テレビゲームで発達したロールプレイングゲーム=RPGは、ダイスが果たす要素を複雑化させていき、一定の確率で必ずクリアできるように調整しています。

著者は「偶然性の魅力」という文脈でこの文章を載せているが、僕は科学で必然性を増していく社会って、レベル上げで勝利の必然性をあげていくRPGと同じではないか、という発想に飛び火した。

第三の経験のうち幻想である神話はともかく、人間が左右できない「自然」の摂理をひも解いていき、必然性のあるものに変えていくのが科学である。

一つにインプットがあったときに、確実にアウトプットが得られるようにする。エンジンを動かせば車が走り、飛行機が墜落せずに飛び続けるという必然性だ。

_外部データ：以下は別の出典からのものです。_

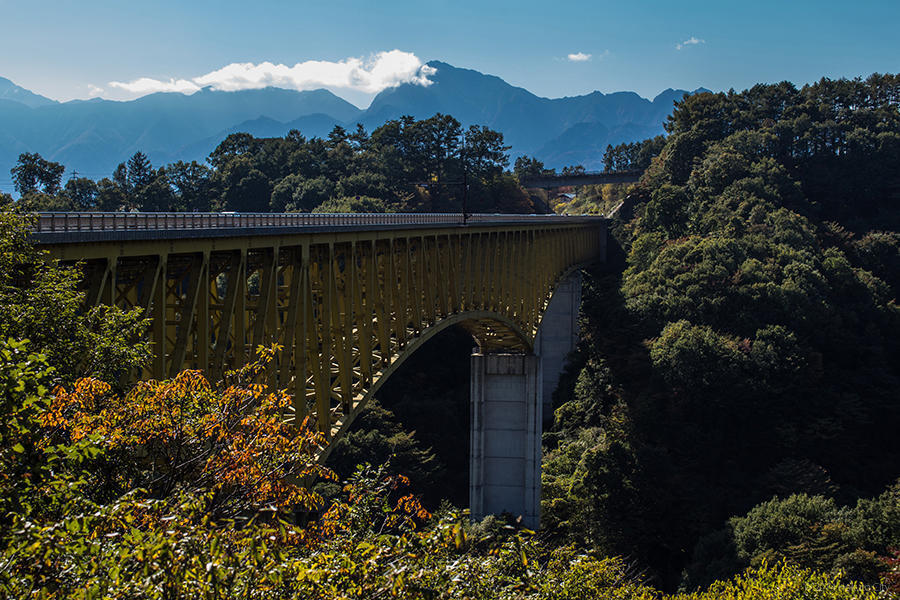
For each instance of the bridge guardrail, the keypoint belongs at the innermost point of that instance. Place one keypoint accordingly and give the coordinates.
(48, 222)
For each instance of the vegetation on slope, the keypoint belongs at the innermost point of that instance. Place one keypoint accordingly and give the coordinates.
(750, 348)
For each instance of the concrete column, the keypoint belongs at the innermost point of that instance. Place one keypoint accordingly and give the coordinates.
(558, 336)
(505, 457)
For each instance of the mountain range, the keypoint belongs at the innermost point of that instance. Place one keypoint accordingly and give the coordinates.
(93, 136)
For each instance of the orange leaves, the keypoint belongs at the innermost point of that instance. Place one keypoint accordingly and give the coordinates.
(184, 432)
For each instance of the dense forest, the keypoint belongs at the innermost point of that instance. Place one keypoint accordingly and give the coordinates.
(728, 426)
(406, 165)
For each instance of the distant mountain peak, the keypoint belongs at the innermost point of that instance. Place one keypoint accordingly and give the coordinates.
(11, 91)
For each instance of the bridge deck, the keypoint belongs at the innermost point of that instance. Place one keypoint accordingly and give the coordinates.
(52, 228)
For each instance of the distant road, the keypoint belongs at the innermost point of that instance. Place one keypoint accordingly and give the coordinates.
(587, 178)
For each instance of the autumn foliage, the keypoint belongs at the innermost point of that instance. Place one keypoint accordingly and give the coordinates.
(186, 432)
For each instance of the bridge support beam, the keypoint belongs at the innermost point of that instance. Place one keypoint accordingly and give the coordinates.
(558, 336)
(505, 457)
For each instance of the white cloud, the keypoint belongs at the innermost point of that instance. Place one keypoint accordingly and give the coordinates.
(692, 41)
(368, 75)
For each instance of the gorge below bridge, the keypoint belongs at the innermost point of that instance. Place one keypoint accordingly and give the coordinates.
(348, 298)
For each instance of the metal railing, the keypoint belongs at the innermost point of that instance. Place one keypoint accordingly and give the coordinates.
(47, 222)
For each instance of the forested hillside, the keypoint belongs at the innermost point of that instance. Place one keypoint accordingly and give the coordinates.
(405, 164)
(728, 427)
(750, 350)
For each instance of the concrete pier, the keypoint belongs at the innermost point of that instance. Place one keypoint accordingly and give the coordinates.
(505, 457)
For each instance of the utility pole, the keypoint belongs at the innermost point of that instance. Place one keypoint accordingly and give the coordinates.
(465, 183)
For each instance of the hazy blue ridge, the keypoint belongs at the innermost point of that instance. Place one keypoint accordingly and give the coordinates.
(93, 136)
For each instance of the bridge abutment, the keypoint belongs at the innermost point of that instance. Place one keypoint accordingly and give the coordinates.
(505, 457)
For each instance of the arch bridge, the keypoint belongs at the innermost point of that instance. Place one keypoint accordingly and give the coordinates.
(348, 298)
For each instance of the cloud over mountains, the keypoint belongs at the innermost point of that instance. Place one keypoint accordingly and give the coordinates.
(369, 75)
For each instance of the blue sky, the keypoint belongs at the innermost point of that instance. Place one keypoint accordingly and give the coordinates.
(68, 49)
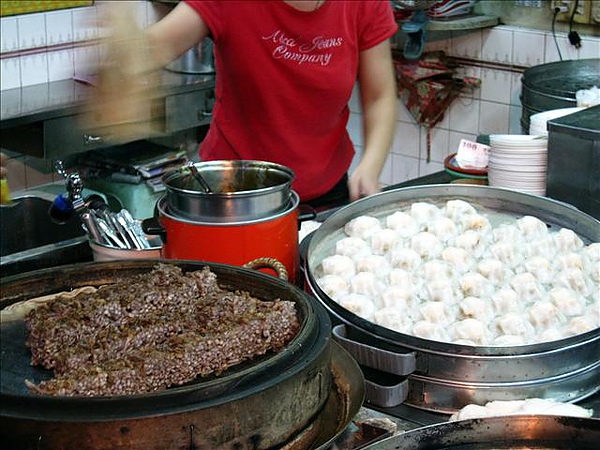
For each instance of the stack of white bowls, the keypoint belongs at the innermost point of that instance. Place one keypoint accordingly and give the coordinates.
(519, 162)
(538, 122)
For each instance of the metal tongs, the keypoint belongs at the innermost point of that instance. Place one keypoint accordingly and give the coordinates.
(198, 177)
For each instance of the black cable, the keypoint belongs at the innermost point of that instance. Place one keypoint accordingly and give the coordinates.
(556, 11)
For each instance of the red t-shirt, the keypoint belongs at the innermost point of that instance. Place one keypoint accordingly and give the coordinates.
(284, 78)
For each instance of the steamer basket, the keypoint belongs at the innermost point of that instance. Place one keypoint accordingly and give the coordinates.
(442, 376)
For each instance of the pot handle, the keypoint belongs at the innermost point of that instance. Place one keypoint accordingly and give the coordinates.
(376, 358)
(268, 263)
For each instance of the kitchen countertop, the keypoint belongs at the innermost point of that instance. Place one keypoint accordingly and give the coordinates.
(45, 101)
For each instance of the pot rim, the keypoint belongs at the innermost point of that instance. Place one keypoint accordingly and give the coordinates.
(174, 174)
(292, 206)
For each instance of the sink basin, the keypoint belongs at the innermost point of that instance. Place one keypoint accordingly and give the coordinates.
(30, 240)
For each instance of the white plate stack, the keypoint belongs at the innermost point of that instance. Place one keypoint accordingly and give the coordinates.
(518, 161)
(537, 122)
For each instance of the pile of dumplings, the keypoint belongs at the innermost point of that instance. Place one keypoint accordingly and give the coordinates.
(445, 273)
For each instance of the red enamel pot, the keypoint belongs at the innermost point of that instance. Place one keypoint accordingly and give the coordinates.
(270, 241)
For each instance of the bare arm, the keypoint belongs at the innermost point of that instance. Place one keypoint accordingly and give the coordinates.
(379, 102)
(177, 32)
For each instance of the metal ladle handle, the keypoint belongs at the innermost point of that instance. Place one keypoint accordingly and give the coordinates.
(198, 177)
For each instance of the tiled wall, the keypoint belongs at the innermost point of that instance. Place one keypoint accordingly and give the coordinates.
(494, 108)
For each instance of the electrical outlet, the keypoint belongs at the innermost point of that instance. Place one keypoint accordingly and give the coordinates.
(582, 12)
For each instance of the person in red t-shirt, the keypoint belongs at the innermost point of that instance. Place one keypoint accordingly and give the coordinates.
(285, 71)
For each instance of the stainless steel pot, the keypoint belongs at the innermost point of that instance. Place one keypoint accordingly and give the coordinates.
(242, 190)
(233, 410)
(442, 376)
(511, 432)
(197, 60)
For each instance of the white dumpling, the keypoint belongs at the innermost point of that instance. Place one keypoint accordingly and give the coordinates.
(443, 228)
(358, 304)
(399, 297)
(362, 226)
(338, 265)
(435, 269)
(403, 223)
(473, 284)
(405, 258)
(384, 240)
(475, 222)
(566, 301)
(543, 246)
(424, 212)
(506, 301)
(550, 334)
(352, 247)
(455, 209)
(508, 340)
(507, 253)
(494, 270)
(476, 308)
(437, 312)
(401, 278)
(540, 267)
(527, 287)
(366, 283)
(429, 330)
(458, 258)
(544, 314)
(576, 280)
(470, 240)
(377, 264)
(572, 260)
(580, 325)
(532, 227)
(514, 324)
(426, 244)
(567, 240)
(440, 290)
(393, 319)
(334, 286)
(507, 233)
(592, 251)
(472, 330)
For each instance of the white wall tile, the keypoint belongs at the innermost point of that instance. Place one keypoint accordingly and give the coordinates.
(85, 24)
(34, 69)
(59, 27)
(528, 48)
(9, 34)
(426, 168)
(515, 88)
(406, 139)
(404, 168)
(466, 45)
(496, 85)
(464, 115)
(10, 75)
(439, 144)
(494, 118)
(590, 47)
(567, 51)
(497, 45)
(32, 31)
(60, 65)
(454, 140)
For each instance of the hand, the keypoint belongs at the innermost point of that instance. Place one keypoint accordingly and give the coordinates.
(3, 169)
(363, 182)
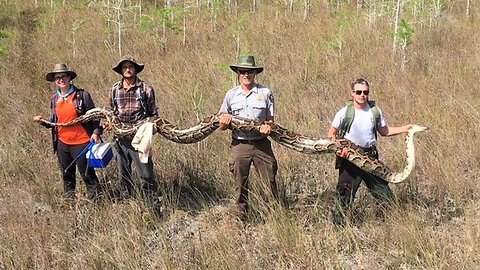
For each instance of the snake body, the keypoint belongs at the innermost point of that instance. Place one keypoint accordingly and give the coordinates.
(279, 134)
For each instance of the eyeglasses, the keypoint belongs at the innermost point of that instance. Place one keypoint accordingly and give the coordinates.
(245, 71)
(57, 78)
(359, 92)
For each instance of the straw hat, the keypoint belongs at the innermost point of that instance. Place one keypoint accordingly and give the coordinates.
(60, 68)
(246, 62)
(138, 67)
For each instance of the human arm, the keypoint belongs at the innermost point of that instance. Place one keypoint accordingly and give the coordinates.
(152, 109)
(225, 114)
(332, 135)
(392, 131)
(265, 128)
(95, 124)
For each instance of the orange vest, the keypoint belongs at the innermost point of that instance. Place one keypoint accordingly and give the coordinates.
(66, 111)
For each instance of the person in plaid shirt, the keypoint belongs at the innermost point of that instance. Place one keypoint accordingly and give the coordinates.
(132, 101)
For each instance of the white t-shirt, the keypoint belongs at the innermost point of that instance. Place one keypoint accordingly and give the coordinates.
(361, 132)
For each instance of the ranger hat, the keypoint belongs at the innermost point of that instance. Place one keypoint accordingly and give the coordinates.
(246, 62)
(138, 67)
(60, 68)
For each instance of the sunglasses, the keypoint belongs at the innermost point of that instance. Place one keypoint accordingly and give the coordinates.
(359, 92)
(56, 78)
(246, 71)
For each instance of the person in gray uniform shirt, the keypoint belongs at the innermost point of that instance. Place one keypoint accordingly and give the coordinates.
(252, 101)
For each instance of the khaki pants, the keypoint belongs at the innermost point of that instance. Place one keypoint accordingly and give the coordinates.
(243, 154)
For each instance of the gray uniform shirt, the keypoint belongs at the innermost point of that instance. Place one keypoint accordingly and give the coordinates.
(256, 105)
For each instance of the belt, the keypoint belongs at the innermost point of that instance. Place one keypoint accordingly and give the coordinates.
(247, 141)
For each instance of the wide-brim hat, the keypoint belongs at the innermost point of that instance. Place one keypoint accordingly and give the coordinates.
(246, 62)
(60, 68)
(138, 67)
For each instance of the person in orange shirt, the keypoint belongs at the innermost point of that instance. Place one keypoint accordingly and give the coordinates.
(66, 105)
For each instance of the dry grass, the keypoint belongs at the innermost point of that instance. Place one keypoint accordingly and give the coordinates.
(308, 65)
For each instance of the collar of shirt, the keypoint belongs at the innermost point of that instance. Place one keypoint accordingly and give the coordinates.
(64, 97)
(239, 90)
(137, 83)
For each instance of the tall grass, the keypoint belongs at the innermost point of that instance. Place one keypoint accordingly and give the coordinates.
(308, 64)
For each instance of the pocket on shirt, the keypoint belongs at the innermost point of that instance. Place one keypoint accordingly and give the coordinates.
(260, 109)
(236, 108)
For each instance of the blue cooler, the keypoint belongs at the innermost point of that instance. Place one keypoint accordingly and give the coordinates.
(99, 155)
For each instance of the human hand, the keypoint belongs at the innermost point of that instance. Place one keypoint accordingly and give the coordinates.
(344, 153)
(407, 128)
(265, 130)
(225, 120)
(106, 126)
(38, 118)
(96, 138)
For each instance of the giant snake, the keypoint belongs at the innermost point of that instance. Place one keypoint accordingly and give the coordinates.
(279, 134)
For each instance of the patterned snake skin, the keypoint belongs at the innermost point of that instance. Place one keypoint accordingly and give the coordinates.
(279, 134)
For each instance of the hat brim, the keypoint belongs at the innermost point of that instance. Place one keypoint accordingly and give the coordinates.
(235, 68)
(51, 75)
(118, 68)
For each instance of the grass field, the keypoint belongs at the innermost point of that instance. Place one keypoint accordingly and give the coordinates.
(421, 58)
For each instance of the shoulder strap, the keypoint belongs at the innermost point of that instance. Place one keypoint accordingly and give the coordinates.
(143, 98)
(79, 102)
(375, 112)
(347, 120)
(114, 97)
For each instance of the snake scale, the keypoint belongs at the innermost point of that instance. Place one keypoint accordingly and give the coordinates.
(279, 134)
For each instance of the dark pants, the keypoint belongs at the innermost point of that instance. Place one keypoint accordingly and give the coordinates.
(66, 154)
(126, 155)
(243, 154)
(350, 178)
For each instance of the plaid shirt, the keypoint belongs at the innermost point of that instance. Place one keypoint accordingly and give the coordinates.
(129, 102)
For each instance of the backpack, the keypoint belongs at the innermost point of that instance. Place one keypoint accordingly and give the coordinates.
(350, 115)
(141, 94)
(79, 107)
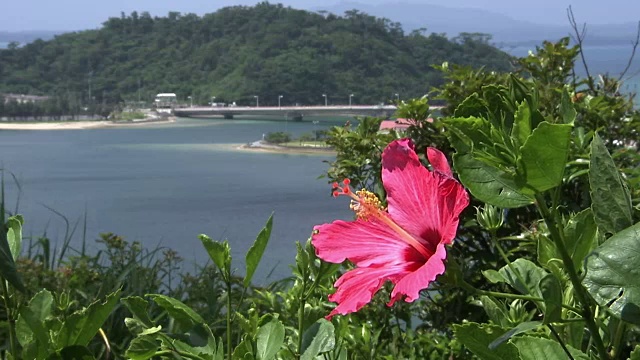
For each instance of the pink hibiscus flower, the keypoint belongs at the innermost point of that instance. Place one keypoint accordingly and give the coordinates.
(404, 243)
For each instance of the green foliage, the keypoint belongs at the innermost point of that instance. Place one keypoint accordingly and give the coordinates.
(277, 137)
(44, 333)
(612, 277)
(358, 153)
(477, 338)
(612, 207)
(531, 348)
(254, 255)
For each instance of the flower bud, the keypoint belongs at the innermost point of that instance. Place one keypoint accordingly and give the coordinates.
(489, 217)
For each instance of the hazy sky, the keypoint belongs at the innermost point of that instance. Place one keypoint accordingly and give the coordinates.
(19, 15)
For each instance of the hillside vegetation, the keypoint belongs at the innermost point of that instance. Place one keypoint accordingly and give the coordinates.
(240, 52)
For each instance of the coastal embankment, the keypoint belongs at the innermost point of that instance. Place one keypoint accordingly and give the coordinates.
(150, 119)
(263, 146)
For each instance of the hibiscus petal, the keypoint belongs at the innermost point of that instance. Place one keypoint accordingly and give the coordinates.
(356, 287)
(411, 284)
(426, 204)
(364, 243)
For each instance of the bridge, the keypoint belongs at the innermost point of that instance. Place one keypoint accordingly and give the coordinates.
(295, 113)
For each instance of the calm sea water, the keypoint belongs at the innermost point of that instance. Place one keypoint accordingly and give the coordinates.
(164, 185)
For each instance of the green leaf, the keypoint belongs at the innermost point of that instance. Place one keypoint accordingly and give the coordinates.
(81, 326)
(244, 350)
(613, 275)
(496, 311)
(517, 330)
(551, 290)
(469, 133)
(30, 325)
(522, 123)
(8, 269)
(533, 348)
(477, 337)
(567, 110)
(610, 198)
(257, 250)
(220, 253)
(139, 308)
(544, 156)
(74, 352)
(493, 276)
(581, 234)
(531, 275)
(270, 338)
(319, 338)
(14, 234)
(489, 184)
(177, 309)
(471, 106)
(142, 348)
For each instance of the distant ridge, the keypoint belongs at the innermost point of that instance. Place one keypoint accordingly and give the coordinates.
(504, 29)
(25, 37)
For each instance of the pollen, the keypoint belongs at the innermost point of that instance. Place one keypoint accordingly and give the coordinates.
(363, 202)
(366, 205)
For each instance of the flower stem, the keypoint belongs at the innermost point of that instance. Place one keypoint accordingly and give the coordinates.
(559, 339)
(557, 237)
(229, 350)
(10, 320)
(509, 264)
(302, 300)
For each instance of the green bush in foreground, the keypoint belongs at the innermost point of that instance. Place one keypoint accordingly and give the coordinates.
(544, 267)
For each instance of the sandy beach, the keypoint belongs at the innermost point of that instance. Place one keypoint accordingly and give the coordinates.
(262, 146)
(80, 125)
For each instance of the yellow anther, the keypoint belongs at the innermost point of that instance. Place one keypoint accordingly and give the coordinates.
(366, 204)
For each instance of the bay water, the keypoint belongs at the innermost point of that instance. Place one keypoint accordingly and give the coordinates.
(164, 184)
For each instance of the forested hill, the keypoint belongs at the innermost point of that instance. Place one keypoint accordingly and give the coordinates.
(237, 53)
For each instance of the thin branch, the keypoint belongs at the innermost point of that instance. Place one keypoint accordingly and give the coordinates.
(579, 39)
(633, 53)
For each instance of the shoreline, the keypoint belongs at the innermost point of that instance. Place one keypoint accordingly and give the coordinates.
(264, 147)
(83, 124)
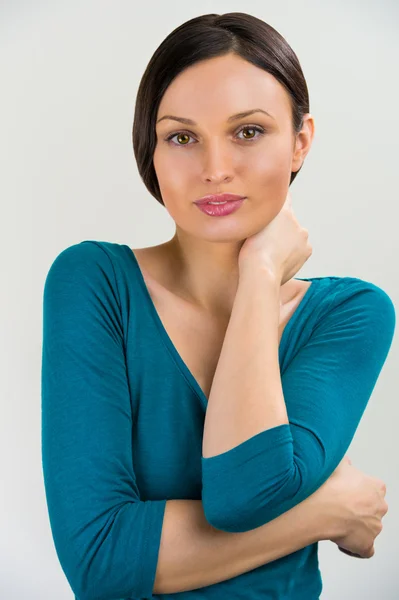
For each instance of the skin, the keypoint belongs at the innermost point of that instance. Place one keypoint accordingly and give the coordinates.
(217, 156)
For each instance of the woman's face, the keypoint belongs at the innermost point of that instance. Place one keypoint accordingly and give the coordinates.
(252, 156)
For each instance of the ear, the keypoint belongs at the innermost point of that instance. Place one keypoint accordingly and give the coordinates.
(303, 142)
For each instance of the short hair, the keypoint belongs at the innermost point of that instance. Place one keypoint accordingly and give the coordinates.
(200, 38)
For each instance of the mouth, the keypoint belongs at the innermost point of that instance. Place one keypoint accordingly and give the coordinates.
(219, 199)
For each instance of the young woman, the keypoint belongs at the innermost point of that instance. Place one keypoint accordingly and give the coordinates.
(197, 398)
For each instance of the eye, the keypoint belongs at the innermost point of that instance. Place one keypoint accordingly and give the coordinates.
(184, 134)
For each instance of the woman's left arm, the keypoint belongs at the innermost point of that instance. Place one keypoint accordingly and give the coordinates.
(272, 440)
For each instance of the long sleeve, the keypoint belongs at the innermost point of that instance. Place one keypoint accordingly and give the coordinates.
(326, 388)
(106, 538)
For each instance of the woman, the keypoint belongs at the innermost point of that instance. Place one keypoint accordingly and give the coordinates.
(198, 400)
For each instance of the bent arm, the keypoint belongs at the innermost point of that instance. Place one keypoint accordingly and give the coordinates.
(271, 439)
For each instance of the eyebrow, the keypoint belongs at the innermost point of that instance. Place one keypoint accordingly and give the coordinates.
(235, 117)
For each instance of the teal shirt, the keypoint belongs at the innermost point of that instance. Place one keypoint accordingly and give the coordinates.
(123, 418)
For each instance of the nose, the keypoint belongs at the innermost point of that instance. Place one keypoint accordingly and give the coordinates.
(218, 166)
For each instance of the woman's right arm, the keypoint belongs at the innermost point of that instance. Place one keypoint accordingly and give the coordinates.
(347, 509)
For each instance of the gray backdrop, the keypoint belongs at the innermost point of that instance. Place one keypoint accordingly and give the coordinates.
(69, 75)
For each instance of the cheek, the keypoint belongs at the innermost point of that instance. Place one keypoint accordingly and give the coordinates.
(272, 165)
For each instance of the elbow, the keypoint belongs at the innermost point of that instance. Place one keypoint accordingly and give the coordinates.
(254, 503)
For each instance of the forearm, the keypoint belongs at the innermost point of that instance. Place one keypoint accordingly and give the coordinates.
(246, 396)
(193, 554)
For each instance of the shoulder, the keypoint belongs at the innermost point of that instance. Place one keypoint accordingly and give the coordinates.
(355, 292)
(85, 267)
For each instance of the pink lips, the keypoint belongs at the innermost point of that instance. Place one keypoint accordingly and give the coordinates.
(219, 198)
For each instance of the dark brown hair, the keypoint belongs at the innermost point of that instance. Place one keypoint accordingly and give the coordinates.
(203, 37)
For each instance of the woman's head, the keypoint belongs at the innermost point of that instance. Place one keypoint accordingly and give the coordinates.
(207, 70)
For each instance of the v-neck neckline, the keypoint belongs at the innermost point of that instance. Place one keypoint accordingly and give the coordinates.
(191, 380)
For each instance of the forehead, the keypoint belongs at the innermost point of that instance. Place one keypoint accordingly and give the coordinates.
(221, 86)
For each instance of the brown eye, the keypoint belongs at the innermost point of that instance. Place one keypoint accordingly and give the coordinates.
(253, 128)
(246, 130)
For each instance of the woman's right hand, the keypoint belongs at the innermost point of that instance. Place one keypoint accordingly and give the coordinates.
(357, 502)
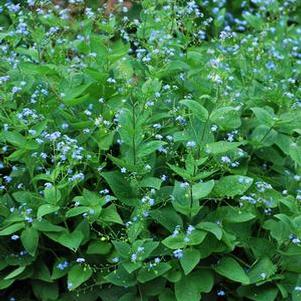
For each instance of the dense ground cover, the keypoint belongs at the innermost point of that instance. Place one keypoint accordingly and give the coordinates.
(150, 150)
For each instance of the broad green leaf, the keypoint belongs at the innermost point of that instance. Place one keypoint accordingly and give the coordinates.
(226, 118)
(120, 187)
(167, 217)
(46, 209)
(150, 147)
(15, 273)
(149, 273)
(77, 275)
(99, 247)
(202, 189)
(121, 277)
(191, 286)
(231, 269)
(77, 211)
(197, 109)
(214, 228)
(189, 260)
(111, 215)
(262, 270)
(12, 229)
(30, 240)
(221, 147)
(264, 116)
(231, 186)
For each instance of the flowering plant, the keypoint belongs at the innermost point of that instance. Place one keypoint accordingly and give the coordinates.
(150, 150)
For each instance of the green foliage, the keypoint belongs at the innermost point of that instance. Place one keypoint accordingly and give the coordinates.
(150, 150)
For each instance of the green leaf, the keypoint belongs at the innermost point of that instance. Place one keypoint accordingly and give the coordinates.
(121, 277)
(120, 187)
(46, 209)
(150, 147)
(52, 195)
(151, 86)
(77, 211)
(197, 109)
(234, 215)
(167, 217)
(77, 275)
(221, 147)
(264, 116)
(12, 229)
(30, 240)
(151, 182)
(189, 260)
(111, 215)
(262, 270)
(231, 186)
(226, 118)
(202, 189)
(261, 293)
(15, 273)
(231, 269)
(70, 240)
(191, 286)
(215, 229)
(167, 295)
(149, 273)
(99, 247)
(294, 150)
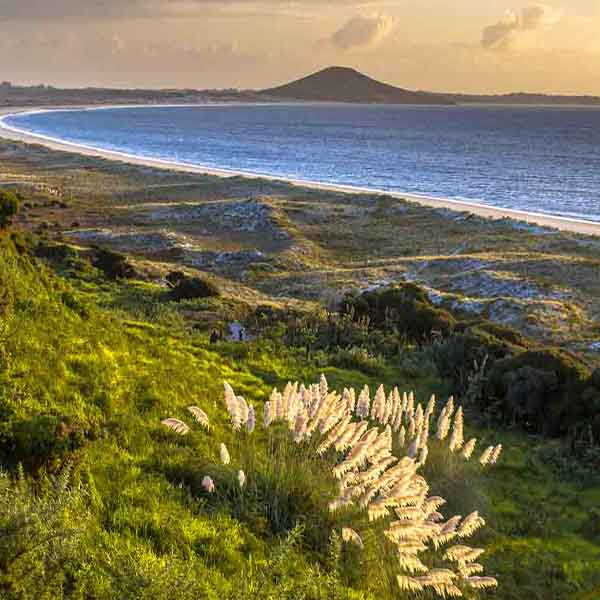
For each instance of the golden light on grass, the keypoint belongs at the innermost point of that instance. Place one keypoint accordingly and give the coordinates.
(356, 436)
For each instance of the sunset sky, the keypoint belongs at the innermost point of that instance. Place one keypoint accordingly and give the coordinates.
(441, 45)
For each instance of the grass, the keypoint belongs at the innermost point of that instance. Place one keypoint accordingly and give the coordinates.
(88, 369)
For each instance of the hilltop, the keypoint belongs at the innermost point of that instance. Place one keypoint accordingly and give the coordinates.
(341, 84)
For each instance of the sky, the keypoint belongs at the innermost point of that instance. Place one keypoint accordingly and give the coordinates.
(475, 46)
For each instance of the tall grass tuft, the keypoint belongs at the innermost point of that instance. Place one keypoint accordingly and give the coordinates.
(366, 459)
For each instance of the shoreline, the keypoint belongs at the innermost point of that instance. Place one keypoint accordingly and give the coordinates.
(459, 206)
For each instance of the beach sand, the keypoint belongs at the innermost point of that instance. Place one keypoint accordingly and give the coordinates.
(534, 219)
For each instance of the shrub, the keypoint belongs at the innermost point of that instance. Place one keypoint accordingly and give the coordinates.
(542, 389)
(405, 308)
(113, 264)
(43, 440)
(9, 207)
(41, 524)
(359, 359)
(190, 288)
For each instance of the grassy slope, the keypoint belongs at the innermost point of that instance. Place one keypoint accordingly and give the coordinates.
(77, 349)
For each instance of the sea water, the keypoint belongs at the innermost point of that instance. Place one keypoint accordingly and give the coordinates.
(537, 159)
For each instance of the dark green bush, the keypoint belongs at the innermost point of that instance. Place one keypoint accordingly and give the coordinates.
(9, 207)
(544, 390)
(405, 308)
(43, 440)
(190, 288)
(113, 264)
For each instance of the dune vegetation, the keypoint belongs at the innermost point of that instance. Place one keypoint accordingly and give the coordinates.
(128, 472)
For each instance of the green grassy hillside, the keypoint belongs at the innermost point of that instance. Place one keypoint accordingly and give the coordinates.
(99, 500)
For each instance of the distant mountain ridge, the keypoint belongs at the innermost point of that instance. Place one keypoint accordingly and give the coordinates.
(341, 84)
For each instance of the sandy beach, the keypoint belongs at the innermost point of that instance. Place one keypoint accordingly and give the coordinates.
(534, 219)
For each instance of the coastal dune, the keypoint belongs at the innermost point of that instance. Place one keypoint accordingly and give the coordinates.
(459, 206)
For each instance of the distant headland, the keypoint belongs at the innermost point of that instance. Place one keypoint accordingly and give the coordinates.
(333, 84)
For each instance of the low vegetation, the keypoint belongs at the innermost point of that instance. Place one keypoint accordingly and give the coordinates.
(304, 493)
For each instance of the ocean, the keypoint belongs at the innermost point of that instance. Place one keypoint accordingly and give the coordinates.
(537, 159)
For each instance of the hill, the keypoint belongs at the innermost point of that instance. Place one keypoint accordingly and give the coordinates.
(340, 84)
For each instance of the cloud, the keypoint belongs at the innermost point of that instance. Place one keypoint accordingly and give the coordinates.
(30, 10)
(517, 24)
(363, 31)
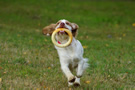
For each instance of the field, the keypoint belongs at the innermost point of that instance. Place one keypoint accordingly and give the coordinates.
(28, 59)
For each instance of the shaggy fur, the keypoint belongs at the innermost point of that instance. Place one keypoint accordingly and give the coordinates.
(71, 57)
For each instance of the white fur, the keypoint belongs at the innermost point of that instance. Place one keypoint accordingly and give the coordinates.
(71, 56)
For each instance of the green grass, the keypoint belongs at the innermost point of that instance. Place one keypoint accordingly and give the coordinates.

今、僕たちが生きている社会はRPGで例えたら、かなりレベルアップしてラストステージの手前まで来ている状態かもしれない。そして冲方さんも本著の最後の方でふれているが、2045年に到達するといわれているシンギュラリティ後の世界は、ラスボスに到る最後のダンジョンのはじまりを意味するのかもしれない。

人類のビッグストーリーのなかに現代を生きる僕たち一人ひとりのショートストーリーがあり、そのなかの僕という個人が第四の経験の一つとしてこうして本を読んでいるという何とも不思議な事実らしい感覚。しかし、それもまた僕個人が勝手につくりだした「ストーリー」の一つなのだろう。少しでも共感してくれたら幸いだが。

 

『天地明察』

『天地明察』では、ある種の理想を書いたと言えます。

著者は『偶然を生きる』のなかで、40代半ばで事業成就となり、その前の20年間を失敗の連続に費やした渋川春海に理想をみていたことを告白している。読んでみたいけど、まだ読んでない本の一つ『天地明察』。これを機に手を伸ばしてみようか。